Cumhuriyetimizin bozulan dengeleri rayına oturmaya çoktan başladı, normalleşme süreci hızla sürecek.
Parlamentonun merkezinde bulunduğu bu süreci, dışarıdan müdahalelerle Cumhurbaşkanı’nın tamamen engellemesi mümkün gözükmüyor.
O müdahaleler, tamamlanması kaçınılmaz olan bu sürecin bazı noktalarını sadece geciktirebilir, ama parlamentonun bunları aşacak gücü ve imkânları vardır.
Bu yazdıklarım görüşmekte olduğum siyasetin “ağır abileri” olarak nitelendirebileceğim çok tecrübeli ve partilerin içlerinde yaşanmakta olanlardan haberdar akil siyasetçilerin ortak görüşüdür.
Onlar bunu söylerken şöyle bir siyasi mantık zinciri kuruyorlar:
- O ortam Türkiye’nin tüm dengelerini bozdu. Sistemimiz yara aldı, el kaldırarak her getirilen yasaya onay verenlerin bile çok rahatsız olduğu bir Türkiye yaratıldı. İrade tatmin olsun diye yapılan bu işin kendi siyasi geleceklerini de tehdit etmeye başladığını gören bu milletvekilleri bile bu süreçten kurtulmak istiyordu.
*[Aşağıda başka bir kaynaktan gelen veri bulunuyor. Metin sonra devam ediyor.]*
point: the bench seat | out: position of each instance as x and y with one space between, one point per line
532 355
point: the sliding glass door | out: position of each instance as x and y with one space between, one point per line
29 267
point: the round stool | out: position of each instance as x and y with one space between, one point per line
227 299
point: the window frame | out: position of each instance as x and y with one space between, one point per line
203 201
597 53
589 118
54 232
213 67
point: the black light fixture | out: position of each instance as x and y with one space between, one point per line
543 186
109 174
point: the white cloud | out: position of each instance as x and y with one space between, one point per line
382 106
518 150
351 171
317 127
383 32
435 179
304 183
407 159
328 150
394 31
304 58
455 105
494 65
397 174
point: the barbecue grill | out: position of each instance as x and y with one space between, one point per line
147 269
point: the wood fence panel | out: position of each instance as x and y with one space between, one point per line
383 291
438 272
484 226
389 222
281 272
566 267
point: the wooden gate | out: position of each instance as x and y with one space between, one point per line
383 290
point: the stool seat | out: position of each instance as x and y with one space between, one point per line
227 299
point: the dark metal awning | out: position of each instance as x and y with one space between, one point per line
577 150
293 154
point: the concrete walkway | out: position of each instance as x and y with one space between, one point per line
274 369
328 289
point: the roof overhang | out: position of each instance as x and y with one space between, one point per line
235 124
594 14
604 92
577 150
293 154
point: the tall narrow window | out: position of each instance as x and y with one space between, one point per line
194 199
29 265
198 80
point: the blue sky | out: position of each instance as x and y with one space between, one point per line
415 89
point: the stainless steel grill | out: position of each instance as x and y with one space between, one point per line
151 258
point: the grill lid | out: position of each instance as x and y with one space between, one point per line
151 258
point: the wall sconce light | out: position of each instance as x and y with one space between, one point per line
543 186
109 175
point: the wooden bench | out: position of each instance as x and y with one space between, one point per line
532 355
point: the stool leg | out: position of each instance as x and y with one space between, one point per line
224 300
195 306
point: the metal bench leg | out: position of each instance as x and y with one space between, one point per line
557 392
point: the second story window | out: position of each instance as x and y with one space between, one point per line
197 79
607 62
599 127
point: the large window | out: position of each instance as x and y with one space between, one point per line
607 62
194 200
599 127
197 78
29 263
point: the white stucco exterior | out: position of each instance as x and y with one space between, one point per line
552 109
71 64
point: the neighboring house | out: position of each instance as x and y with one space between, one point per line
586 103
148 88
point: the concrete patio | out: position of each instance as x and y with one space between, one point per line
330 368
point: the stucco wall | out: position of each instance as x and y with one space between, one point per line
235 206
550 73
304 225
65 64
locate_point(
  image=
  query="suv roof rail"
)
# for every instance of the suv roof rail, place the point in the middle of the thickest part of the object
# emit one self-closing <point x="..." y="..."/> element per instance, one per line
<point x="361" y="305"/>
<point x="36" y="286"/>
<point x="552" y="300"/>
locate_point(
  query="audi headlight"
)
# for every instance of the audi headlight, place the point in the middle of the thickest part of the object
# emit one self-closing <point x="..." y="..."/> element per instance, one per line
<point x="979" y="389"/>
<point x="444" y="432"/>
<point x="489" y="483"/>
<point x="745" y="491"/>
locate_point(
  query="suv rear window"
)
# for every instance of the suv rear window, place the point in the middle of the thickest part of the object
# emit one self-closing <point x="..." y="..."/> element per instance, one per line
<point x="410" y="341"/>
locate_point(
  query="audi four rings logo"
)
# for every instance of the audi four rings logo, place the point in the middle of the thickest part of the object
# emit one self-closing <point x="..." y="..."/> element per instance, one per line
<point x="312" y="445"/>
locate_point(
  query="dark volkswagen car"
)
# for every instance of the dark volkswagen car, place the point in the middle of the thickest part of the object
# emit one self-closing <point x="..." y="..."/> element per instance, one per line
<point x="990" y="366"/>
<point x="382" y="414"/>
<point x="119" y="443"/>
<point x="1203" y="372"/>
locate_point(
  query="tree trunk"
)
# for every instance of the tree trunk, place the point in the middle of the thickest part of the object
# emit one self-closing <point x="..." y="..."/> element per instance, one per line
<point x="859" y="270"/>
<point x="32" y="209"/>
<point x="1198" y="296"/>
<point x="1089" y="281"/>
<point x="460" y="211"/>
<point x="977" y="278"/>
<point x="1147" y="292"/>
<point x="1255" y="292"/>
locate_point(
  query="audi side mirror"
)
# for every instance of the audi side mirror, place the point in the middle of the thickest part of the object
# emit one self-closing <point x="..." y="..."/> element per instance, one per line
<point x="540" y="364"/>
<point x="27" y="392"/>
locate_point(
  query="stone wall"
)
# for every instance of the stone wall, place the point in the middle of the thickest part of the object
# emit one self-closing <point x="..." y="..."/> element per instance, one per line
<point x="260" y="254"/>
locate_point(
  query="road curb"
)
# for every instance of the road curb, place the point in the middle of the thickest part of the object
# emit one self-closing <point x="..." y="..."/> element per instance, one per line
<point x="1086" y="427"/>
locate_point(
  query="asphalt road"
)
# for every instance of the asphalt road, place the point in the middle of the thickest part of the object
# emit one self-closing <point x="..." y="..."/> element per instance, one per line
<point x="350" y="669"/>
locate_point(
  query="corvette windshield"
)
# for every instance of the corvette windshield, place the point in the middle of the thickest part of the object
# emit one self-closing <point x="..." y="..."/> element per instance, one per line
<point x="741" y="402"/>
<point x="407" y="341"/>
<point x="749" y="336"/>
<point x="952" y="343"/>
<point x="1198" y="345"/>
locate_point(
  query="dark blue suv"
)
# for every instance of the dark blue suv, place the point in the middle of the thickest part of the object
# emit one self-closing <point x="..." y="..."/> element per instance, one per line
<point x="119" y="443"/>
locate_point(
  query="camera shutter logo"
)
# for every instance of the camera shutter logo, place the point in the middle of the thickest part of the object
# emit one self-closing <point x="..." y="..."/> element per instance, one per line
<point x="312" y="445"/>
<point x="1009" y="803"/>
- Son seçim sonucu hem onlara bu kurtulmanın yolunu, hem de Türkiye’nin bozulan dengelerini tekrardan kurma yolunu açtı.
- AKP’den de diğer partilerden de milletvekilleri tekrar seçimi katiyen istemiyorlar; onlar ağırlıkla bir uzlaşma kültürünün oluşmasını ve bunun zamanının çoktan geldiğini düşünüyorlar.
- Bu uzlaşmaların oluşacağı yer de tabii ki parlamento. Artık parlamento tek iradenin istediği yasaları onaylama makinesi olarak çalışmayacak. Artık yasalar bir uzlaşma sonucunda çıkmak zorunda. Bu da Türkiye’nin bir süredir bozulmuş olan dengelerini tekrardan kurma yolunda atılmış en büyük adım olacak ve bu süreç kesintisiz de sürecek. Parlamentodaki ortak irade budur.
- Parlamenter sistemin kendisine özgü dinamikleri, kuralları vardır. Bunlar bir defa başladı mı bunları dışardan müdahale ile durdurmak çok zordur. Bu dinamik, Türkiye’de koalisyon hükümeti kurulmadan önce başlamıştır ve bu dinamik, koalisyonun kurulacağının da garantisidir.